At its GTC conference, Nvidia today announced Nvidia NIM, a new software platform designed to streamline the deployment of custom and pre-trained AI models into production environments. NIM takes the software work Nvidia has done around inferencing and optimizing models and makes it easily accessible by combining a given model with an optimized inferencing engine and then packing this into a container, making it accessible as a microservice.
According to Nvidia, it typically takes developers weeks — if not months — to ship similar containers, especially if they do not have in-house AI talent. However, NIM aims to change this by creating an ecosystem of AI-ready containers curated by Nvidia and using its hardware as the foundational layer. These microservices will serve as the core software layer for companies looking to accelerate their AI roadmap.
NIM currently supports models from NVIDIA, A121, Adept, Cohere, Getty Images, and Shutterstock, as well as open models from Google, Hugging Face, Meta, Microsoft, Mistral AI, and Stability AI. Nvidia is also collaborating with Amazon, Google, and Microsoft to make these microservices available on SageMaker, Kubernetes Engine, and Azure AI respectively. They will also be integrated into popular frameworks like Deepset, LangChain, and LlamaIndex.
“We believe that the Nvidia GPU is the best place to run inference of these models on […], and we believe that NVIDIA NIM is the best software package, the best runtime, for developers to build on top of. This way, they can focus on the enterprise applications and let Nvidia do the work to efficiently produce these models, allowing them to just do the rest of their work,” said Manuvir Das, the head of enterprise computing at Nvidia, during a press conference ahead of today’s announcements.
As for the inference engine, Nvidia will use the Triton Inference Server, TensorRT, and TensorRT-LLM. Some of the Nvidia microservices available through NIM will include Riva for customizing speech and translation models, cuOpt for routing optimizations, and Earth-2 for weather and climate simulations.
The company plans to add additional capabilities over time, such as making the Nvidia RAG LLM operator available as a NIM. This promises to make building generative AI chatbots that can pull in custom data a lot easier.

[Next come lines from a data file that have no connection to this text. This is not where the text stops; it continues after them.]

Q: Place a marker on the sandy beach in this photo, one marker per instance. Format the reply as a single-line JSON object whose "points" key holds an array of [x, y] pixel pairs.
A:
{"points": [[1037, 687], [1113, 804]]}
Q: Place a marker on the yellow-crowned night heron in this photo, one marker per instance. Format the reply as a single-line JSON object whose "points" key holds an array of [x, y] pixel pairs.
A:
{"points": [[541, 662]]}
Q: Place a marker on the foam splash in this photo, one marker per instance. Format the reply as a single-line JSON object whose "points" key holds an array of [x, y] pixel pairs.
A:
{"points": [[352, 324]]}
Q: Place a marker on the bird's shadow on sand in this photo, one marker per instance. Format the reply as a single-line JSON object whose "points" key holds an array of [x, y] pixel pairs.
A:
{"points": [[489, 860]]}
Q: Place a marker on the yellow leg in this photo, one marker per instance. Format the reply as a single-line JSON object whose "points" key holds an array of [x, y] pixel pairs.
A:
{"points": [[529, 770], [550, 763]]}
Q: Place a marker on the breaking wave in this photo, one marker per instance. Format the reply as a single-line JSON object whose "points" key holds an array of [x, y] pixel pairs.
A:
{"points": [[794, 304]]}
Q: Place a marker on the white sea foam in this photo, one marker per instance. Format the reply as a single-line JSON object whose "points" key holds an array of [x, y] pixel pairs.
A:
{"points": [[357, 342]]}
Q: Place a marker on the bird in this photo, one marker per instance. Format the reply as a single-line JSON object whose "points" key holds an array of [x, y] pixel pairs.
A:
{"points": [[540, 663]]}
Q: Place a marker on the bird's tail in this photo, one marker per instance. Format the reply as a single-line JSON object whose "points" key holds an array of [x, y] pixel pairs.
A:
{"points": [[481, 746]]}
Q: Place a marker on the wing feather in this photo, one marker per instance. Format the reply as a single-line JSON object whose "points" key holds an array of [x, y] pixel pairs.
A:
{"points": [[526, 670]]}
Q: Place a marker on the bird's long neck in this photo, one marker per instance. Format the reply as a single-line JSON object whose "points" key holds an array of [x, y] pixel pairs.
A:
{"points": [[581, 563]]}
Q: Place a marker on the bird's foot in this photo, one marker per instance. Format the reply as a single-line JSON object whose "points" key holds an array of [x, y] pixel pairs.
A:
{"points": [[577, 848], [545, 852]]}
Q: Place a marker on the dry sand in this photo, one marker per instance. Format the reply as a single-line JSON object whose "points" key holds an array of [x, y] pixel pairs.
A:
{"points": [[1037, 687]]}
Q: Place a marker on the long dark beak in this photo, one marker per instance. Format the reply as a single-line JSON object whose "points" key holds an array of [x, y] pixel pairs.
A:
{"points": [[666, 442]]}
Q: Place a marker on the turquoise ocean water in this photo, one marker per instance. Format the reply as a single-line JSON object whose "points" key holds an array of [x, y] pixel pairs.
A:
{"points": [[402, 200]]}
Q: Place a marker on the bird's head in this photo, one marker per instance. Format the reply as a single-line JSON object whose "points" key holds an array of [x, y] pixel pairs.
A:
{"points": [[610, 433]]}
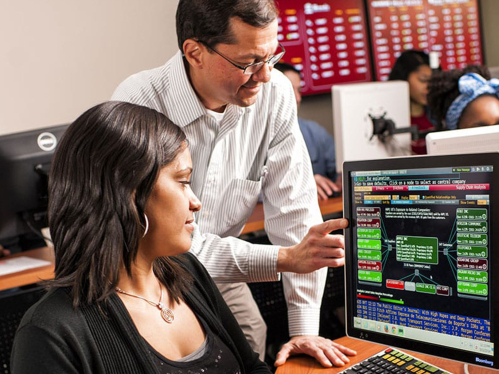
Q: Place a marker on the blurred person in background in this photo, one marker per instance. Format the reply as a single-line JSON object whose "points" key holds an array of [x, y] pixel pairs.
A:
{"points": [[320, 144], [413, 67]]}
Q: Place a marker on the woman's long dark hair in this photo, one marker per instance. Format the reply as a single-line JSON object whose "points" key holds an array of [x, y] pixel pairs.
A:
{"points": [[101, 176]]}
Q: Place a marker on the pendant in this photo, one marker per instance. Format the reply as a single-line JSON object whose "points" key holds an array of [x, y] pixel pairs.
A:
{"points": [[166, 313]]}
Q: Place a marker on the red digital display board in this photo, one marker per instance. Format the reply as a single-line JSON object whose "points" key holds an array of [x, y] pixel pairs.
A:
{"points": [[449, 27], [326, 41]]}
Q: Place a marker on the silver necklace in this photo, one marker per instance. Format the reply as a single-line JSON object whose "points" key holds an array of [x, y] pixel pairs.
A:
{"points": [[166, 313]]}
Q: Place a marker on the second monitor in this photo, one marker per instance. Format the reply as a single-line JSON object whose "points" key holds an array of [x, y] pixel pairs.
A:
{"points": [[357, 111]]}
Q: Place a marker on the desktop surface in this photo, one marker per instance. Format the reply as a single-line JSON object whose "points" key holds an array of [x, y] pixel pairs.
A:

Of course, no developer conference is complete without customer and partner announcements. Among NIM’s current users are industry giants such as Box, Cloudera, Cohesity, Datastax, Dropbox, and NetApp.
“Established enterprise platforms are sitting on a goldmine of data that can be transformed into generative AI copilots,” said Jensen Huang, founder and CEO of Nvidia. “Created with our partner ecosystem, these containerized AI microservices are the building blocks for enterprises in every industry to become AI companies.”